Peter Misselbrook's Blog
Dec 10 2019 - Esther 5 – Esther prepares a banquet

Esther had instructed Mordecai to have all the Jews in Susa pray for her with fasting for three days before she sought to approach the king. She and her attendants also gave themselves to fasting. On the third day she put on her royal robes and went to see the king who was sitting on his throne in the hall. "When he saw Queen Esther standing in the court, he was pleased with her and held out to her the gold sceptre that was in his hand. So Esther approached and touched the tip of the sceptre" (v. 2). The Lord had prepared the heart of Xerxes to show favour to his wife and to be ready to listen to what she had to say.

Xerxes' readiness to please his wife is evident in his words, "What is it, Queen Esther? What is your request? Even up to half the kingdom, it will be given you" (v. 3). Esther wants far less than half of Xerxes' kingdom; she wants only that her people, the Jews, might be spared. But she does not immediately make this request. Rather she requests that the King and Haman his chief minister come to a banquet she has prepared for them. So the king and Haman sit down to eat and drink at Esther's banquet, during which the king asks Esther again what is the request she wants to make of him, adding the same promise that he is ready to give her as much as half of his kingdom. But Esther is still playing a slow game and requests that the king and Haman return again the next day to another banquet she will have ready for them. At that banquet she will tell the king her request.

Haman leaves the royal palace in high spirits – until, that is, he sees Mordecai at the king's gate still refusing to show him the deference he demands. At home he boasts that he alone was invited to the banquet which the queen prepared for her husband the king, and that he and the king alone had been invited to a further banquet tomorrow. But, he added, "all this gives me no satisfaction as long as I see that Jew Mordecai sitting at the king’s gate" (v.13). Haman's wife, Zeresh, along with his friends suggest, "Have a pole set up, reaching to a height of fifty cubits, and ask the king in the morning to have Mordecai impaled on it. Then go with the king to the banquet and enjoy yourself" (v. 14). Being impaled on a pole was a cruel and lingering form of execution carried out in Babylonia and the Assyrian Empire from as early as the 18th century BC. Haman liked the idea and ordered that a pole be set up (though it is unlikely to have been the completely impractical height of 50 cubits or about 75 feet).

The chapter has seen a significant shift in power and influence in the court in Susa. Haman may think that he is the key person of influence with the king but it is Esther who has taken the initiative and is now in command of events at court. She has fully identified herself with her Jewish people and is at work to do what she can to save them. Esther's calm command of events contrasts remarkably with the conflicting moods of Haman who is ecstatic with delight at one moment before being plunged into anger and despair. Esther's influence over the king contrasts with Haman's loss of control in his own household where, it would seem, his wife now rules the roost. We seem to have come a long way from the decree of Xerxes recorded in 1:22 that "every man should be ruler over his own household."

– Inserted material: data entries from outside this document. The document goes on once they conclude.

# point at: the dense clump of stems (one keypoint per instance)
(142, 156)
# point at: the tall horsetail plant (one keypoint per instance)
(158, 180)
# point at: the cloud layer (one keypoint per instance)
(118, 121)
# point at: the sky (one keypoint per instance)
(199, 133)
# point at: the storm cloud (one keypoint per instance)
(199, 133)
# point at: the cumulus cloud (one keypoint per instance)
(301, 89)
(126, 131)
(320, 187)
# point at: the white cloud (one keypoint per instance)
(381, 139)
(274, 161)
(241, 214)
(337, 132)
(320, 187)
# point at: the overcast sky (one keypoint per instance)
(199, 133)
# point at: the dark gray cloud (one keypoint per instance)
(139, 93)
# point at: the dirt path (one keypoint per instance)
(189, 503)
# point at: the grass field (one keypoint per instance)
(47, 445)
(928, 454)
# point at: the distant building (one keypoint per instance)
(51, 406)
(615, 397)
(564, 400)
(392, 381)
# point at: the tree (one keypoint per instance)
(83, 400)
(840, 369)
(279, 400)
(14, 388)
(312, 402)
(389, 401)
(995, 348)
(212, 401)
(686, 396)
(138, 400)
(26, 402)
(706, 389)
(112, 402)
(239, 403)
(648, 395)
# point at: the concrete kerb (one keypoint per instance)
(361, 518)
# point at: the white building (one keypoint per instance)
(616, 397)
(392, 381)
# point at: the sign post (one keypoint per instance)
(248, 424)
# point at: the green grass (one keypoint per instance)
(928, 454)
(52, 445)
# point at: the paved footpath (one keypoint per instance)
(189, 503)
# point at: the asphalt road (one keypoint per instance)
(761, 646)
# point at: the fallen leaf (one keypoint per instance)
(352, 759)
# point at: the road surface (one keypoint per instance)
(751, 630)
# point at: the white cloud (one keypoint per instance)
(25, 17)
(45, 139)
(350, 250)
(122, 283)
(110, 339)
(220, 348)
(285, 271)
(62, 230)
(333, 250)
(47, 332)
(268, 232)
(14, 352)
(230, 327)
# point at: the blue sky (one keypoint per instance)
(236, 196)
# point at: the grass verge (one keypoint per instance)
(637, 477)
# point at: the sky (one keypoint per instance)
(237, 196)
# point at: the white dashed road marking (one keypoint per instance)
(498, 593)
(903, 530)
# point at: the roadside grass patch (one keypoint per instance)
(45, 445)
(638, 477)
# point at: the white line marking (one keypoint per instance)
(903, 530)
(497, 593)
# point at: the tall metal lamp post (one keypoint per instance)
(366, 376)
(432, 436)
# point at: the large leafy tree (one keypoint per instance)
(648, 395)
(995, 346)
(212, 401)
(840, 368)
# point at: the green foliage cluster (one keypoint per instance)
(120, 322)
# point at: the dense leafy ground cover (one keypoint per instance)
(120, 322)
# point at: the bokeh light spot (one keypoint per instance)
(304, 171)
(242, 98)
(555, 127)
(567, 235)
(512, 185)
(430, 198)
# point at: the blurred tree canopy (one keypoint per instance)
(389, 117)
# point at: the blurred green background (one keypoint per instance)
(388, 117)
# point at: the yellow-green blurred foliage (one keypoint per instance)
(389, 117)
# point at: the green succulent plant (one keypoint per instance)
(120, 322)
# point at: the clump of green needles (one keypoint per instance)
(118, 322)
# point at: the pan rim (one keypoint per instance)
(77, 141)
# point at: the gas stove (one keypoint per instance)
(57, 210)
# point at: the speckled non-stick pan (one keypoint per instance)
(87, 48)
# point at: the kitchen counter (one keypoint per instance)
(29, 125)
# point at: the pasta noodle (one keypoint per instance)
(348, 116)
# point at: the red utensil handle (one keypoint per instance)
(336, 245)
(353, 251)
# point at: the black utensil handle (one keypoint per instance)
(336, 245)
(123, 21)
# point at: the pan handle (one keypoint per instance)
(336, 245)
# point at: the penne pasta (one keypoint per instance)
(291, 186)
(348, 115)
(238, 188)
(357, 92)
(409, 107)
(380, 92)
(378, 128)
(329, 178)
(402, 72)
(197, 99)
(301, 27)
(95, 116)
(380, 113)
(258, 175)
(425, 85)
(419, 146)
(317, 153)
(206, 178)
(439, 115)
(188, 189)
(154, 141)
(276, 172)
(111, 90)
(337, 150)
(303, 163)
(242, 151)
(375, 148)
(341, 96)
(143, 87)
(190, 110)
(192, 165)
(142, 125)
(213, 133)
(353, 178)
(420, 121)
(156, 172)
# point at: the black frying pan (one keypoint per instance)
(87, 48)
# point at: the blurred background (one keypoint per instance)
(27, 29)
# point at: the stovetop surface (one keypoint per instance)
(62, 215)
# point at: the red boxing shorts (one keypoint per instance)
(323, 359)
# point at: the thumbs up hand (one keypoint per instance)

The story of Esther is developing fast. Will Haman succeed in getting rid of Mordecai before anything can be done to save the Jews? You will have to wait for tomorrow's thrilling instalment.

Lord God, we who are married thank you for the model for Christian marriage which you have given us in Jesus' relationship for his people; a relationship in which husbands give themselves gladly to care for their wives and wives give themselves gladly to care for their husbands. Thank you for children who are born out of and into this relationship of love and that we are your children embraced within the eternal relationship of love that exists within the communion of Father, Son and Spirit. Help us to live out these relationships in all the details of our daily lives and so to show the world something of your matchless and costly love.